Deuteronomy is an interesting description of an absolutely calculated and savage genocide to take some people’s land, all because God told them too. Just following orders.
One of my biggest takeaways from reading the Steinleight paper on what the big immigration advocates should do about their immigration gollum was that Gentiles, the people being dispossessed, were not mentioned a single time. There was talk of forming alliances with other minorities to divide and conquer, but not a single mention of Gentiles. I found that omission, … peculiar.
Where can I find the Steinleight paper?
https://cis.org/Report/Jewish-Stake-Americas-Changing-Demography
I also saved the pdf. Download it as at some point they will start disappearing this stuff.
An outstanding and thoughtful movie review. I haven’t seen The Believer since shortly after it made its way to cable.
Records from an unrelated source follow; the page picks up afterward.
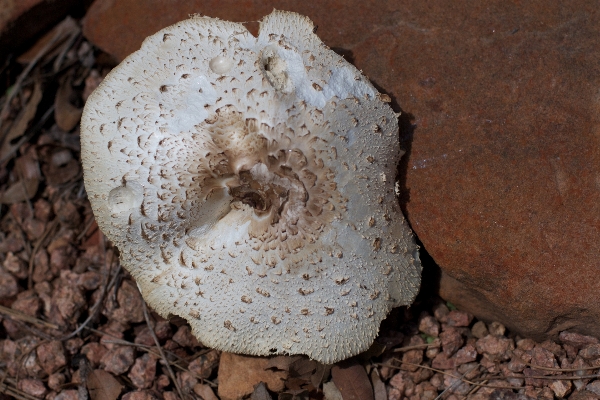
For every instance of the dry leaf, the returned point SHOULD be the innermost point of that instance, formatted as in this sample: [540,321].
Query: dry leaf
[238,374]
[103,386]
[67,116]
[378,386]
[58,34]
[205,392]
[294,395]
[261,392]
[320,374]
[351,379]
[22,121]
[23,189]
[282,362]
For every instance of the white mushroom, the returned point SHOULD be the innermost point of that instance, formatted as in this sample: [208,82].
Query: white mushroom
[248,183]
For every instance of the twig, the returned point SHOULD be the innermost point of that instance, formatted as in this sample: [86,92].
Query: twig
[96,307]
[17,315]
[37,246]
[416,347]
[26,72]
[455,384]
[444,373]
[562,369]
[162,355]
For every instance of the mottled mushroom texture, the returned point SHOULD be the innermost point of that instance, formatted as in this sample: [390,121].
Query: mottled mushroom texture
[249,185]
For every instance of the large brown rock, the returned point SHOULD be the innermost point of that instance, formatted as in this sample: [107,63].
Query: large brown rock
[502,178]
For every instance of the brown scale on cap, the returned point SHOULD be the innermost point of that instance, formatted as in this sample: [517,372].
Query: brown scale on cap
[248,183]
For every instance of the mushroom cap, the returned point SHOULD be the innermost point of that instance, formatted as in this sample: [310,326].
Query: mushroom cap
[249,185]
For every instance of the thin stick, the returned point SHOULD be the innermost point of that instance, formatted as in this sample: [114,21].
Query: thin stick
[162,355]
[17,315]
[96,307]
[37,246]
[455,384]
[562,369]
[416,347]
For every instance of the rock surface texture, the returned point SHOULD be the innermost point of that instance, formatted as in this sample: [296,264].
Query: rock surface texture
[502,184]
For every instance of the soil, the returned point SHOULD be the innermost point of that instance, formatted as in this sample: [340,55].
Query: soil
[74,326]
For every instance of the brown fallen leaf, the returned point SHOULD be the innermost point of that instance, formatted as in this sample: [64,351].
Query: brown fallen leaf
[50,42]
[205,392]
[282,362]
[23,189]
[103,386]
[294,395]
[67,116]
[21,123]
[351,379]
[378,386]
[261,392]
[238,374]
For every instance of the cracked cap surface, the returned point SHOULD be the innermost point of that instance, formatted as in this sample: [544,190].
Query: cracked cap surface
[249,185]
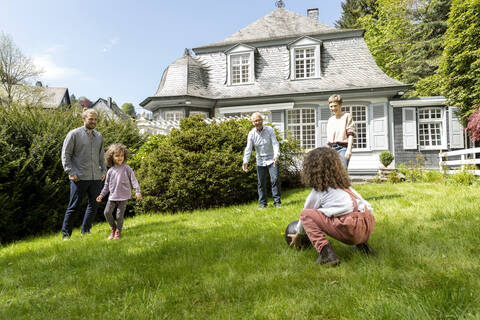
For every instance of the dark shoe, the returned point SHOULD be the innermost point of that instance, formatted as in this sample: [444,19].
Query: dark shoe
[327,256]
[365,248]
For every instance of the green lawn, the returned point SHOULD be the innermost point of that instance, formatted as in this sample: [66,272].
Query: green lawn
[233,263]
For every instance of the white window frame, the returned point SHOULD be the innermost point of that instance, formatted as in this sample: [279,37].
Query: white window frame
[239,51]
[202,114]
[303,44]
[174,115]
[348,108]
[302,126]
[438,122]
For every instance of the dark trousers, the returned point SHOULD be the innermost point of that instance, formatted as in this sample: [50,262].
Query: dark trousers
[77,191]
[262,184]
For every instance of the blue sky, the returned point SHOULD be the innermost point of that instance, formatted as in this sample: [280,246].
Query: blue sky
[119,49]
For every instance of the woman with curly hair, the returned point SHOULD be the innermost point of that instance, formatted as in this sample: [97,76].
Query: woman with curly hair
[333,207]
[119,183]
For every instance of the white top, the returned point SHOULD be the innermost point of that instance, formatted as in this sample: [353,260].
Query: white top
[266,146]
[333,203]
[338,129]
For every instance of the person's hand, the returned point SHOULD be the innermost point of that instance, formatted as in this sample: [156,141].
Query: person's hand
[296,241]
[348,154]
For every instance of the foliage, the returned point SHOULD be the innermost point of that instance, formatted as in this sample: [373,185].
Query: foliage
[15,70]
[199,166]
[129,109]
[460,62]
[473,126]
[234,263]
[34,189]
[352,10]
[386,157]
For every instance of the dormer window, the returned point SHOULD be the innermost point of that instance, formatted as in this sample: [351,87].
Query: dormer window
[240,65]
[305,58]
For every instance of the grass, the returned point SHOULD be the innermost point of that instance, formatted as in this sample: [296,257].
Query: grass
[233,263]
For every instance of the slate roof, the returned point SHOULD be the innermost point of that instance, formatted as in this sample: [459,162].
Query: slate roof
[278,24]
[346,64]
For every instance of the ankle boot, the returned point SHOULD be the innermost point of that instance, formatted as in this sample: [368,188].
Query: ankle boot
[365,248]
[327,256]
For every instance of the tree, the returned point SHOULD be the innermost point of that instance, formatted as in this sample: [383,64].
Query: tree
[460,62]
[15,69]
[429,27]
[353,10]
[129,109]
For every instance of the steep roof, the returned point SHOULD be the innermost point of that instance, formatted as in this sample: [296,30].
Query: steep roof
[278,24]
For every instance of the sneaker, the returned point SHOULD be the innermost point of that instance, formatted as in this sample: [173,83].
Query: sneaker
[112,234]
[365,248]
[327,256]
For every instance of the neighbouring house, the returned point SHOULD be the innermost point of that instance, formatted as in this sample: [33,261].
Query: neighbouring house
[45,96]
[285,66]
[109,108]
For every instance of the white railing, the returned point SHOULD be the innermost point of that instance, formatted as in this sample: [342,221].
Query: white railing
[466,157]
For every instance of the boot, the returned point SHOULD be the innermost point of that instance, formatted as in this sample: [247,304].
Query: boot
[365,248]
[112,234]
[327,256]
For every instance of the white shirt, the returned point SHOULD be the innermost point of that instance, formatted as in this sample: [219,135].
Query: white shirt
[266,146]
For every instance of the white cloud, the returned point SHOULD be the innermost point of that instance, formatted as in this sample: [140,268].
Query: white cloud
[111,42]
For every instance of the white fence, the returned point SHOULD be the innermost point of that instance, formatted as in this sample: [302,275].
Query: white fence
[461,158]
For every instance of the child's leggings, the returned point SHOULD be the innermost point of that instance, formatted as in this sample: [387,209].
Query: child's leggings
[352,228]
[110,207]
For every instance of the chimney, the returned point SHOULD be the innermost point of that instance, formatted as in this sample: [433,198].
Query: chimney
[312,13]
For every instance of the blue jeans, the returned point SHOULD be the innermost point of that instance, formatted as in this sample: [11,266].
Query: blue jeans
[262,184]
[341,150]
[77,191]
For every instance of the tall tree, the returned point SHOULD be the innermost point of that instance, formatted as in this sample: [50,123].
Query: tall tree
[460,62]
[353,10]
[15,69]
[386,35]
[129,109]
[429,27]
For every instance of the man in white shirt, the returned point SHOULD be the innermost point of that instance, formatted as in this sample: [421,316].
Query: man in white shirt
[267,149]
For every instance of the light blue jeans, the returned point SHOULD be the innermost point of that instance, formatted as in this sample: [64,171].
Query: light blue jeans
[341,150]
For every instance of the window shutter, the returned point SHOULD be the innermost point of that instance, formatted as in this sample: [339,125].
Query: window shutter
[379,127]
[456,130]
[409,128]
[324,114]
[278,121]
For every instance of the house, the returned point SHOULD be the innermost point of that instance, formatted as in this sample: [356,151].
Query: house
[47,97]
[285,66]
[109,108]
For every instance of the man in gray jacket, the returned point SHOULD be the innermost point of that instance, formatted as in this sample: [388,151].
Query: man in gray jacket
[82,160]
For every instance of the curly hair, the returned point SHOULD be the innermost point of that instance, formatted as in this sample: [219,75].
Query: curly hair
[323,168]
[112,149]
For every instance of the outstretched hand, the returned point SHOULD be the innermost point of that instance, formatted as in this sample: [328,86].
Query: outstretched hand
[296,241]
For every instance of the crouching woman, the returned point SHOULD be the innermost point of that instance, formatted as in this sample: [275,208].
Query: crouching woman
[332,208]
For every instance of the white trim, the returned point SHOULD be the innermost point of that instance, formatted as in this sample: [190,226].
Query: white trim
[258,107]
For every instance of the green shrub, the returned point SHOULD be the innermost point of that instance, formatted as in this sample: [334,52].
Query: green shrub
[386,158]
[34,189]
[199,166]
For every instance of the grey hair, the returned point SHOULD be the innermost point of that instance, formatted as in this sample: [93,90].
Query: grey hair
[255,114]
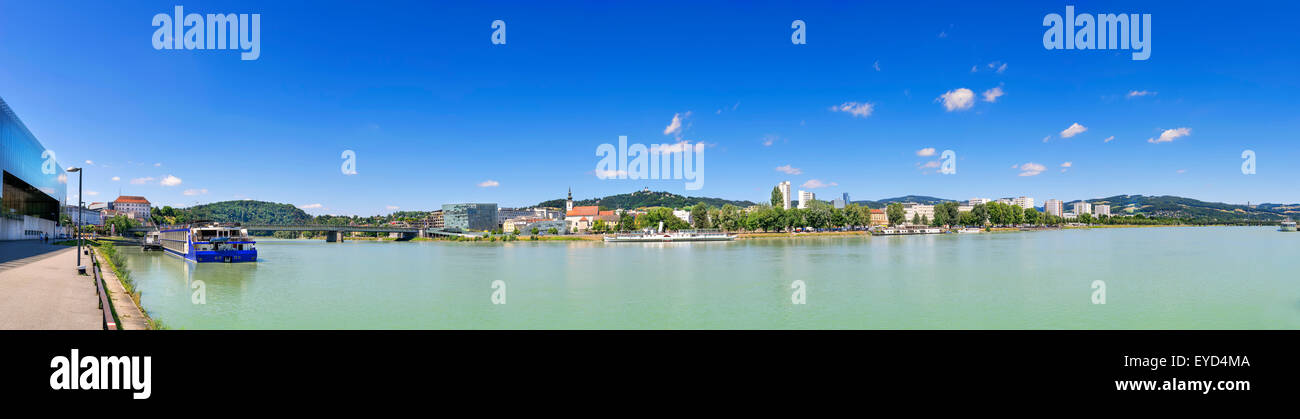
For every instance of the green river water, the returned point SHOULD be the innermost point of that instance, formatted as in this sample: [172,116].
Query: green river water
[1155,279]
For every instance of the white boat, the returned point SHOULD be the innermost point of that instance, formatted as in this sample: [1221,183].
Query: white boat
[661,236]
[908,230]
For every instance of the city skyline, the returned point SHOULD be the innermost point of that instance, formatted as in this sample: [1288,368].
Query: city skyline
[436,113]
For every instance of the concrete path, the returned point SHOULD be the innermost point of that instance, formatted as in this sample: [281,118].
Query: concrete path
[39,288]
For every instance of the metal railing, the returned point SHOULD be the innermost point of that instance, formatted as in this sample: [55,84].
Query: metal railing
[109,324]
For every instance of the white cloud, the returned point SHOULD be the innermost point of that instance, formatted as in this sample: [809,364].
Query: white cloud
[1031,169]
[1074,129]
[788,169]
[815,184]
[856,109]
[675,125]
[992,94]
[960,99]
[1171,134]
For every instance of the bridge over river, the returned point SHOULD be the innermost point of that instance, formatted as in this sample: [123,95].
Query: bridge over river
[336,233]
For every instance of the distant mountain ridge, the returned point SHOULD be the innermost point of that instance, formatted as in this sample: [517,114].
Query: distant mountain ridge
[250,212]
[645,198]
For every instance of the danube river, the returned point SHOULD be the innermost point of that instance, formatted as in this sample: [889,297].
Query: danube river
[1155,279]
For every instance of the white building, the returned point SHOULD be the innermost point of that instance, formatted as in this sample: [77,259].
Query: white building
[806,198]
[681,214]
[913,210]
[785,194]
[1054,207]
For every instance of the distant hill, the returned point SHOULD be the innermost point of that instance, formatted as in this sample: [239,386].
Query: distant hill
[1168,206]
[638,199]
[250,212]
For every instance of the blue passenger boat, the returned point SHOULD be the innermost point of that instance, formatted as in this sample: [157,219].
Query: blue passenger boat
[209,242]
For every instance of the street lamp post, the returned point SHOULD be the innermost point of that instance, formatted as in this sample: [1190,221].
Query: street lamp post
[79,177]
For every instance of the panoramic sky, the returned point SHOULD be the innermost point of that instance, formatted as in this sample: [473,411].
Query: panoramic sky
[436,112]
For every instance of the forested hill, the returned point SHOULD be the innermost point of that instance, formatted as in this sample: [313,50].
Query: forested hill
[1181,207]
[638,199]
[250,212]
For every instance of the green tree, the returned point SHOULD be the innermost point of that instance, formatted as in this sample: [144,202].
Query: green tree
[700,216]
[1031,216]
[896,214]
[728,217]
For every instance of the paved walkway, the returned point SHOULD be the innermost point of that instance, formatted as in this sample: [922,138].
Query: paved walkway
[39,288]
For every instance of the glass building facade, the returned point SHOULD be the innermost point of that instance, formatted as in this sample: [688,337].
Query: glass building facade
[469,216]
[34,184]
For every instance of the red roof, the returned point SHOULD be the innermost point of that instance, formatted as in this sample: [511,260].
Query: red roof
[128,199]
[583,211]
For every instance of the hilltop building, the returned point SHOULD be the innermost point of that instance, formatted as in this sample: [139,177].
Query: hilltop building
[137,206]
[1054,207]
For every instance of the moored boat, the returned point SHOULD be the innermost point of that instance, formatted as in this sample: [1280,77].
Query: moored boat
[908,230]
[661,236]
[209,242]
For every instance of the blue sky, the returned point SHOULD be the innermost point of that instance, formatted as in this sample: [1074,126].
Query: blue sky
[433,109]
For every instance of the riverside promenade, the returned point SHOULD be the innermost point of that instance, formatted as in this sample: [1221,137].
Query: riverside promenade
[39,288]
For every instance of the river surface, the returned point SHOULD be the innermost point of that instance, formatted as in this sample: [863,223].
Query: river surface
[1155,279]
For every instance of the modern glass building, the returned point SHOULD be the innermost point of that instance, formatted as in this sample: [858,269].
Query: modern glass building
[34,184]
[469,216]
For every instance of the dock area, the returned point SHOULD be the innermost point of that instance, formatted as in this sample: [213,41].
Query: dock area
[39,288]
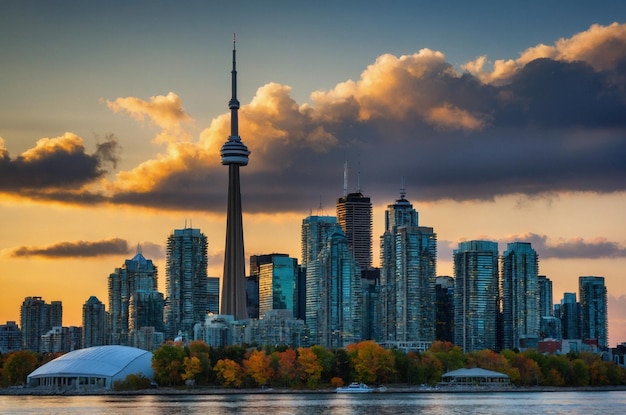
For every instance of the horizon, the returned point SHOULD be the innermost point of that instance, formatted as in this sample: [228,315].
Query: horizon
[112,118]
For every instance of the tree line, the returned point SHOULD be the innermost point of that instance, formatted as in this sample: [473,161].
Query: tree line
[196,364]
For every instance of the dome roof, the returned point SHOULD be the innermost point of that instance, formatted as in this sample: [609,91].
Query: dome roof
[111,362]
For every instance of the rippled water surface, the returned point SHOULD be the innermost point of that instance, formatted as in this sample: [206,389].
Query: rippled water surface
[509,403]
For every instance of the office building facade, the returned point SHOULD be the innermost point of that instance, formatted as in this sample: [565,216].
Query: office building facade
[594,310]
[476,295]
[186,282]
[520,296]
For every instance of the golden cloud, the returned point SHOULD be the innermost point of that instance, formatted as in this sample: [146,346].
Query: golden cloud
[67,143]
[602,47]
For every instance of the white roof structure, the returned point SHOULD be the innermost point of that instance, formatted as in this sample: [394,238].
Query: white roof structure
[93,366]
[474,376]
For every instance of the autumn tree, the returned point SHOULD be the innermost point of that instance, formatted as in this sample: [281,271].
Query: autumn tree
[286,370]
[258,367]
[229,373]
[371,362]
[168,364]
[310,367]
[17,367]
[200,350]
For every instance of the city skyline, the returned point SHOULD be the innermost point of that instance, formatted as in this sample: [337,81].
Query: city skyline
[111,131]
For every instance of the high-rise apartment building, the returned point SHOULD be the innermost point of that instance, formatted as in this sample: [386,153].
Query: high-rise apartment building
[408,272]
[10,337]
[186,282]
[476,292]
[444,308]
[570,317]
[134,300]
[354,214]
[593,307]
[36,319]
[94,323]
[277,276]
[213,286]
[334,307]
[520,296]
[550,325]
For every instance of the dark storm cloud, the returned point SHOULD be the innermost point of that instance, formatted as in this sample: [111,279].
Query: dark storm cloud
[56,163]
[554,120]
[85,249]
[81,249]
[576,248]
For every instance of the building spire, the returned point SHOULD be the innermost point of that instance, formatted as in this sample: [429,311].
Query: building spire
[234,151]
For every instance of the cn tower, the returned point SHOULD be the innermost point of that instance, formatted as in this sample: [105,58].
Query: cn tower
[234,154]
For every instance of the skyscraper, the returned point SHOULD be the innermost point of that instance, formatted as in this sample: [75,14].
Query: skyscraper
[36,319]
[570,316]
[186,282]
[334,318]
[94,323]
[408,272]
[315,232]
[134,300]
[234,154]
[593,307]
[354,214]
[476,295]
[520,296]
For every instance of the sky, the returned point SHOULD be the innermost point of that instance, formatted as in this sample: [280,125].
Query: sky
[501,121]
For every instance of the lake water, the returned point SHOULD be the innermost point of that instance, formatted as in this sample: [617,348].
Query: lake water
[509,403]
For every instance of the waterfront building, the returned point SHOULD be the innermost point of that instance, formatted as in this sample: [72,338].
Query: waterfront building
[593,307]
[315,232]
[134,300]
[354,214]
[408,272]
[213,301]
[36,319]
[62,339]
[476,291]
[234,154]
[570,317]
[10,337]
[520,296]
[186,282]
[278,327]
[94,323]
[334,294]
[444,308]
[277,284]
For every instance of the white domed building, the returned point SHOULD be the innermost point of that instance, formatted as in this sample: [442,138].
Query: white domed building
[95,367]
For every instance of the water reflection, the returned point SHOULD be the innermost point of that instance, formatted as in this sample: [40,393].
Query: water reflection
[515,403]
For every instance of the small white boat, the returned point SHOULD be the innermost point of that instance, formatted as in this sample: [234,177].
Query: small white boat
[355,387]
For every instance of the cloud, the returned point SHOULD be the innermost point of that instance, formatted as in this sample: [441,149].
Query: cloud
[114,246]
[56,163]
[86,249]
[575,248]
[550,121]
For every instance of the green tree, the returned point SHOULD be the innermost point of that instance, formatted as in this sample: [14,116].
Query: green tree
[310,367]
[258,367]
[229,373]
[17,367]
[371,362]
[168,364]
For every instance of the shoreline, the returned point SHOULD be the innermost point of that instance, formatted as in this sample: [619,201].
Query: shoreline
[165,391]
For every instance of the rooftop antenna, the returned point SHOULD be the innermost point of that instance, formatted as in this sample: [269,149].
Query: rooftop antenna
[345,178]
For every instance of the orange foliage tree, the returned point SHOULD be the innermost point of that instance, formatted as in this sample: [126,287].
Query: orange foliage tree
[371,362]
[229,373]
[258,367]
[310,367]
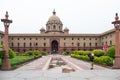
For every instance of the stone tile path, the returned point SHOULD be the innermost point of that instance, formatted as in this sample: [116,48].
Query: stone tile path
[36,71]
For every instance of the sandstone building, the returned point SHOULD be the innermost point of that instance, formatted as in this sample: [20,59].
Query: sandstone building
[55,38]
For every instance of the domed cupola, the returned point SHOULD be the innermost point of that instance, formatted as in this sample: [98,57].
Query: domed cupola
[54,24]
[66,30]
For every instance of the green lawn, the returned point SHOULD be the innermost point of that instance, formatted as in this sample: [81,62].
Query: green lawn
[19,60]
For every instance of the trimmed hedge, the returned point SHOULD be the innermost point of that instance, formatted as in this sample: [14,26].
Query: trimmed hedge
[104,60]
[98,58]
[98,52]
[111,52]
[86,58]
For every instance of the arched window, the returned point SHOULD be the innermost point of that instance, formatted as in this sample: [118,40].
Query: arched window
[44,44]
[18,44]
[24,45]
[84,44]
[90,44]
[110,43]
[12,44]
[72,44]
[96,44]
[30,44]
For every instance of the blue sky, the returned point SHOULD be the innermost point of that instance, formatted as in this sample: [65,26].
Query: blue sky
[80,16]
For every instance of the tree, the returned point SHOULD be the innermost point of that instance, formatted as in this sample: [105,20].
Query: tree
[36,53]
[111,52]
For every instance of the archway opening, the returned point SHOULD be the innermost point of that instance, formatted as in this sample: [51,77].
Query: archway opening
[54,46]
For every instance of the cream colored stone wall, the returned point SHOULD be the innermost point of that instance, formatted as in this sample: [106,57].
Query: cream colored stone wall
[1,38]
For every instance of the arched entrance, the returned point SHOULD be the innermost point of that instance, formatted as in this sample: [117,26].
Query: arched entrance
[54,46]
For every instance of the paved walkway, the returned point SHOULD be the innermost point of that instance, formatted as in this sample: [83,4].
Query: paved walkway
[36,70]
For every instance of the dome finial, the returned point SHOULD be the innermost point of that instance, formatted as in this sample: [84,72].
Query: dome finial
[116,17]
[54,13]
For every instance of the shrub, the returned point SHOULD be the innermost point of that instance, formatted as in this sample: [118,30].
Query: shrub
[98,53]
[80,52]
[105,60]
[111,52]
[44,53]
[66,53]
[29,53]
[12,54]
[36,53]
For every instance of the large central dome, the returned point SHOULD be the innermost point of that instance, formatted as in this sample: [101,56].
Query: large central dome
[54,19]
[54,26]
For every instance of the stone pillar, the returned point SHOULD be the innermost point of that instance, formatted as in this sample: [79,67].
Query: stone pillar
[6,61]
[117,44]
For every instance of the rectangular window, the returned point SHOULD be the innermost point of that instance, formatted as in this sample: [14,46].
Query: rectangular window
[72,38]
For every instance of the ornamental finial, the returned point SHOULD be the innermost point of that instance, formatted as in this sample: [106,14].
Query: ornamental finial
[54,13]
[6,15]
[116,17]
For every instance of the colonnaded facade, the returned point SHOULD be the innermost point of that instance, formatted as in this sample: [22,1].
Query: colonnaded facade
[55,38]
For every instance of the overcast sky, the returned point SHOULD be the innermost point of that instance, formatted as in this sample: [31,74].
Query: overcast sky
[80,16]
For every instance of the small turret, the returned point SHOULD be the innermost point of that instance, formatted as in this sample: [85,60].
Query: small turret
[66,30]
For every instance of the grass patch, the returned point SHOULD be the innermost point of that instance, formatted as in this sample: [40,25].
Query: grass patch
[18,60]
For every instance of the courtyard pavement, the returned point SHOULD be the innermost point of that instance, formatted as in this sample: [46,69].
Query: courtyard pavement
[37,70]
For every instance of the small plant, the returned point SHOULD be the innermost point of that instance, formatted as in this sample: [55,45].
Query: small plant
[44,53]
[66,53]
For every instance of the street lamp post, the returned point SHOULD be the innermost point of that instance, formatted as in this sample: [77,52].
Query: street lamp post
[117,44]
[6,61]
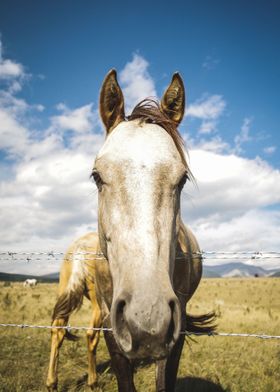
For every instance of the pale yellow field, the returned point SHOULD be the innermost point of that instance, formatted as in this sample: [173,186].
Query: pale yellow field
[207,364]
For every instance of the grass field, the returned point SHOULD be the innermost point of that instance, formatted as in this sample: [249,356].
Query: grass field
[208,364]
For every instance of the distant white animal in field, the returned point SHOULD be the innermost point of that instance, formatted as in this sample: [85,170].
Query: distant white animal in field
[30,283]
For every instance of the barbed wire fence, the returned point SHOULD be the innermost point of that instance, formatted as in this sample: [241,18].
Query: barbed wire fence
[204,255]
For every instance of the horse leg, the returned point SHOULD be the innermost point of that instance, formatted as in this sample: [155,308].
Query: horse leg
[167,369]
[92,340]
[121,366]
[57,336]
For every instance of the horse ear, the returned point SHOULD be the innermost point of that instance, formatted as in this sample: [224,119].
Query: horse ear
[111,104]
[173,100]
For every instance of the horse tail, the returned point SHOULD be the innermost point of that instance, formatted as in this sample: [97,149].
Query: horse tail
[71,298]
[203,323]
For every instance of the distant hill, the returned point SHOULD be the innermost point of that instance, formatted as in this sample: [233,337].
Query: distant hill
[275,275]
[6,277]
[229,270]
[209,273]
[235,269]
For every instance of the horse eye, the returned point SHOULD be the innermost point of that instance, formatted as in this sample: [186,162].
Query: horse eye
[97,179]
[183,181]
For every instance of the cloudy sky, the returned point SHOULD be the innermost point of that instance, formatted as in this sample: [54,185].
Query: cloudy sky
[53,58]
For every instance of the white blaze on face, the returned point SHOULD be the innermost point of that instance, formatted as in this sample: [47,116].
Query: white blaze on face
[140,166]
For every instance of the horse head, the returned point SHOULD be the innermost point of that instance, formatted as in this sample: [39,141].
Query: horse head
[140,172]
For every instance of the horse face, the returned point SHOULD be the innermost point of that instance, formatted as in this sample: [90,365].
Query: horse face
[139,173]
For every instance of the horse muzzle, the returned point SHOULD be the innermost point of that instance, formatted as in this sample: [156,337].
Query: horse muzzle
[146,327]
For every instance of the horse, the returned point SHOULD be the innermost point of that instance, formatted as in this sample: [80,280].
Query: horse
[76,280]
[152,262]
[152,258]
[30,283]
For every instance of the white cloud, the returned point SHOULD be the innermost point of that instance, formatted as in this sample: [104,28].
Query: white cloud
[215,144]
[136,81]
[77,120]
[47,198]
[243,136]
[270,150]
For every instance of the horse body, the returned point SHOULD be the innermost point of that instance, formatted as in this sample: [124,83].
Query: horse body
[151,264]
[77,279]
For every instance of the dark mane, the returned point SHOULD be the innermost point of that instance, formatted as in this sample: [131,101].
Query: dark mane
[149,111]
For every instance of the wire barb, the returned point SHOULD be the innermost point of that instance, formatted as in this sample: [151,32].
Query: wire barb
[213,334]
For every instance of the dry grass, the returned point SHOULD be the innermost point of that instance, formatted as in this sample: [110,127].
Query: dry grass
[209,364]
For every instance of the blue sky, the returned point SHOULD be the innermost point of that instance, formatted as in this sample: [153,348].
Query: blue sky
[54,56]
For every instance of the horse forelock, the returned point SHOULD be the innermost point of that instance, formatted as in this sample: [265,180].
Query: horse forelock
[149,111]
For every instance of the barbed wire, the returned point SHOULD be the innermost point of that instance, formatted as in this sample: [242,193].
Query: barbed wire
[76,328]
[204,255]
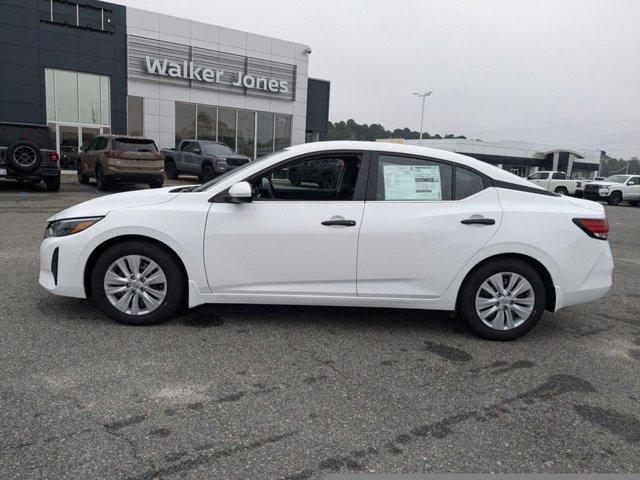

Your review makes me want to re-watch it and see how it looks through the prism of 20 years of jadedness and red-pilling (in the parlance of our times) and hyper-awareness of the JQ. One thing I do remember is how uncharismatic and blah the Billy Zane and Theresa Russell characters were. I remember thinking even at the time that they didn’t have anything resembling leadership qualities.